As music is the poetry of sound, so is painting the poetry of sight, and the subject-matter has nothing to do with harmony of sound or of colour. (127)1
How, in this extraordinary sentence from Whistler’s ‘The Red Rag’, at once such a perfect summing up of an aesthetic and a bewildering tangle of incompatible notions, are we to take the word ‘poetry’?
Is it an art form using words? Such would doubtless be its primary, its proper sense, if it had any. But that cannot be its meaning here. We cannot believe that by ‘music is the poetry of sound’ Whistler means ‘music is the art form using words made of sound’. For Whistler was a firm believer in what his century called pure, or absolute, music: music that needs no words. Indeed, immediately after this sentence, he affirms:
The great musicians knew2 this. Beethoven and the rest wrote music – simply music: symphony in this key, concerto or sonata in that [
.] This is pure music as distinguished from airs – (127)
Airs – the examples Whistler gives are ‘Yankee Doodle’ and ‘Partant pour la Syrie’ – are music to which words are attached, words which evoke subjects. Whistler considers them ‘commonplace and vulgar’. ‘Pure music’, on the contrary, needs neither words nor subjects. It must surely be this type of music – wordless music – that, for Whistler, is the ‘poetry of sound’.
But if wordless music is the ‘poetry of sound’, then poetry, it would seem, must be wordless. Obviously, this would be the exact opposite of the primary sense of the word ‘poetry’ evoked above. Which would be strange enough. It would also leave us at a loss to understand why Whistler bothers to use the word ‘poetry’ at all. If poetry is wordless, what distinguishes it from art in any other medium, indeed from art tout court? Why does Whistler not simply write ‘the art of sound’ and ‘the art of sight’? What has poetry, as distinct from painting or music, to contribute, if not words?
The second half of the sentence gives a clue that points in another direction. It suggests that ‘poetry of sound’ is somehow synonymous with ‘harmony of sound’; and ‘poetry of sight’ with ‘harmony of colour’. Poetry, then, would equal harmony; and ‘the subject-matter’ would have ‘nothing to do’ with either. This certainly squares with the next paragraph in ‘The Red Rag’:
Art should be independent of all clap-trap – should stand alone, and appeal to the artistic sense of eye or ear, without confusing this with emotions entirely foreign to it, as devotion, pity, love, patriotism, and the like. All these have no kind of concern with it, and that is why I insist on calling my works ‘arrangements’ and ‘harmonies’. (127–8)

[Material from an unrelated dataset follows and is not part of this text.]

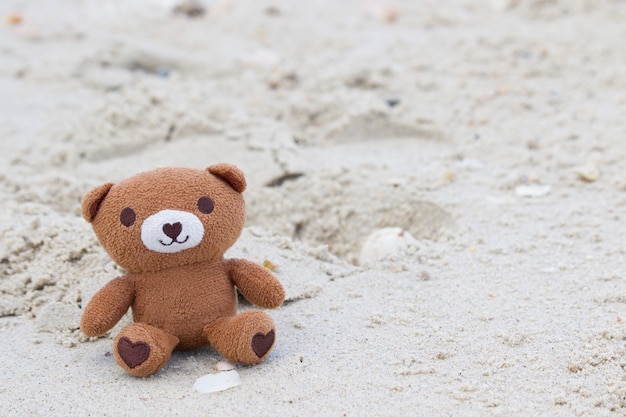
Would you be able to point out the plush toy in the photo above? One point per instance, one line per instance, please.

‘Artistic sense of eye or ear’: the word ‘artistic’, in this sentence must refer not only to painting, perceived by eye, but also to music, perceived by ear; so, one might suppose, to art in general, including, doubtless, poetry, which can be perceived either by eye or by ear. Whistler, then, is here evoking a property common to art in all media: its independence of ‘clap-trap’, which maps neatly on to his earlier rejection of ‘subject-matter’; and this refusal of subject-matter explains the appeal to harmony, which clearly represents art cleansed of clap-trap, pure art, of which the archetype would be pure music: ‘symphony in this key, concerto or sonata in that’. But if music, wordless music, subject-free music, music as harmony, is the archetype of art, the privileged position of poetry, in the sentence from which I began, appears even more peculiar.

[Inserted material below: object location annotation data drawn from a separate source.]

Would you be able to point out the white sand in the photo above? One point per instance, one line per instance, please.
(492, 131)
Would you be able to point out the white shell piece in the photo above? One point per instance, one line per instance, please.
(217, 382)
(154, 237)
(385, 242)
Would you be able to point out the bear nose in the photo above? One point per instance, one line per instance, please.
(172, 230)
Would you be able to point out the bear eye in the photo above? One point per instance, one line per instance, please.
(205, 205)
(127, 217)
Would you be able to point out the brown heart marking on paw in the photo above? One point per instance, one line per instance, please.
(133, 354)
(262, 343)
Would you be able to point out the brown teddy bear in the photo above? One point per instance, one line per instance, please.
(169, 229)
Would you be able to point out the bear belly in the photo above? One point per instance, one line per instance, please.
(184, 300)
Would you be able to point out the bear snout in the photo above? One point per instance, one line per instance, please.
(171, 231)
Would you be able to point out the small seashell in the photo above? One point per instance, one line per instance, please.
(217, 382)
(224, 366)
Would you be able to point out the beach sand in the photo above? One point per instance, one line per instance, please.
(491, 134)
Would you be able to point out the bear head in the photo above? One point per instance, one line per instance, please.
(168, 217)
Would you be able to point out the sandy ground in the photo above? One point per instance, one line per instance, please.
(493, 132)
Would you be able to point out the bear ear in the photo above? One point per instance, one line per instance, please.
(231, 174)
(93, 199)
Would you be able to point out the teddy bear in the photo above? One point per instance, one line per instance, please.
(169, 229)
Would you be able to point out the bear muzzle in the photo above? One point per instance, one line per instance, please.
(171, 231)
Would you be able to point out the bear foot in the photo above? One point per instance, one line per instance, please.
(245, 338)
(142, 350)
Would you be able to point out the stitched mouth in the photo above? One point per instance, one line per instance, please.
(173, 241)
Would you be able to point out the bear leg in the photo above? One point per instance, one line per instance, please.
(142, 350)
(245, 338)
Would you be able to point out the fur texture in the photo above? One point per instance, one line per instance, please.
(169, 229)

As Whistler would certainly have agreed, harmony is in the first place a matter of relationships, of ‘rapports’: for example, between sounds or colours. Poetry, at least traditional verse poetry, can indeed be analysed as containing such relationships. But, in every case, they depend on the appreciation of its subject-matter, as mediated through words. One cannot scan a line of poetry, or appreciate its sounds, without reference to its sense. Perhaps music is different. In Whistler’s time, it could indeed be taken as harmony without subject-matter. And painting, Whistler’s painting at least, could be seen as heading that way, towards abstraction and away from representation, towards an arrangement of colours and away from the expression of ideas. Poetry, however, appeared destined to remain an art in which harmony depended on subjects. Poets could (and did) revolt against the subject, but they could never finally evacuate it, and this was generally accepted at the time. When Baudelaire, for example, called literature the most ‘positive’ of the arts,3 he was referring precisely to this unavoidable function of reference, of the subject, in writing, mediated through the sense of words. And yet, curiously, it is poetry that Whistler had seemed, in the expressions ‘poetry of sound’ and ‘poetry of sight’, to name as the paradigm of art without subject.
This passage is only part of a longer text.